Story helps integrate what is known with what is plausible.  It helps give context (think situated learning, at least in terms of how James Paul Gee sees it).  And, most of all, it motivates.

Goals and rules also motivate, as we said earlier, and they are not less important than narrative necessarily.  But they should be well integrated into the story. An interplay of short, medium, and long term goals should be used throughout the game to draw players into the story line.

I already talked about learning outcomes in the previous post, so I'll just point out again the importance of 21st Century Skills.  I see it all the time with fresh new undergrads: they don't know how to Google! And these are computer science students.  We need to train students how to find information online, how to determine its reliability, and what to do with it.  That's just one example of the "skills, knowledge and expertise students should master to succeed in work and life in the 21st century."
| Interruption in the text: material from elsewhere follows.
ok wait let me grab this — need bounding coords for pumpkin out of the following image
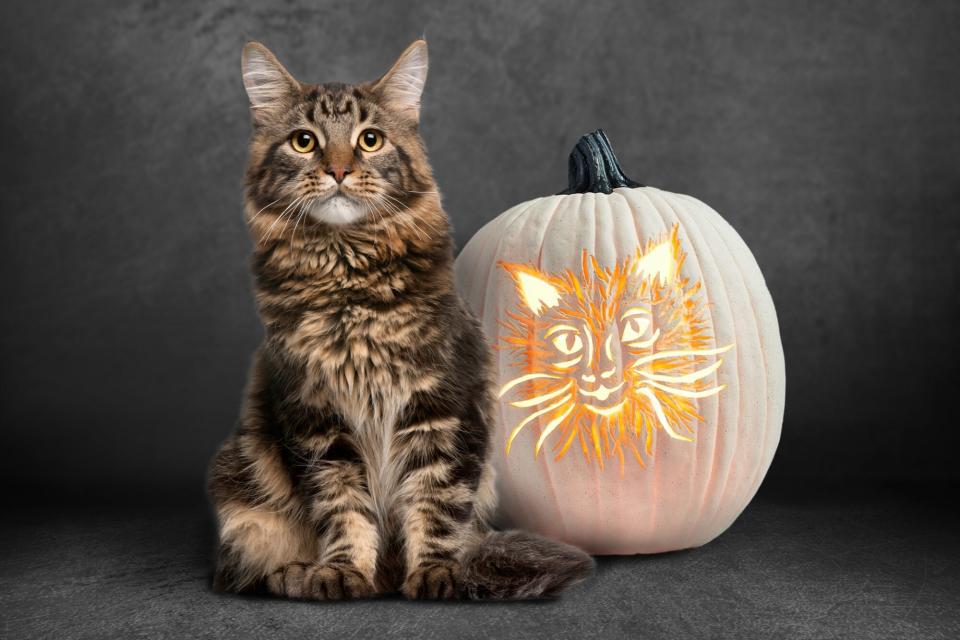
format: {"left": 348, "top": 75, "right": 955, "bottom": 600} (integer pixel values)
{"left": 454, "top": 130, "right": 785, "bottom": 554}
This last slide comes from another book I've mentioned a few times on this blog, Ecology of Games: Connecting Youth, Games, and Learning. In the first chapter, James Paul Gee gives five conditions an experience needs to be useful for learning.  I like to use these as a bit of a checklist when I'm thinking about whether a game experience I've designed is going to be effective.  Here are a few details about each condition, quoted from the book:
  • specific goals: “Humans store their experiences best in terms of goals, and how these goals did or did not work out”
  • interpretation: “thinking - in action and after action - about how our goals relate to our reasoning in the situation” and “extracting lessons learned and anticipating when and where those lessons might be useful”
  • immediate feedback: “recognize and assess their errors and see where their expectations have failed” and “explain their errors and why their expectations failed”
  • application of previous experience: “so they can “debug” and improve their interpretations of these experiences, gradually generalizing them beyond specific contexts”
  • learning from peers and experts: “Social interaction, discussion, and sharing with peers, as well as mentoring from others who are more advanced, are important”
And that's that.  I highly recommend the two sources cited in this post if you're interested in getting started with educational games from either an industry or academic research perspective. If you've got any must-read sources, please do share them in the comments!


Valerie Chernek said...

Gail: Here are a number of controlled studies accomplished with young children who have autism. The research demonstrates how computer aided instruction, animation, video modeling and educational rewards motivated children to learn.

Excellent Blog!

Gail Carmichael said...

Thanks for the link! Interestingly, I do see a lot of titles with "autism" in them when I search the literature for educational games. Definitely seems like a topic of interest, and one with potential to help!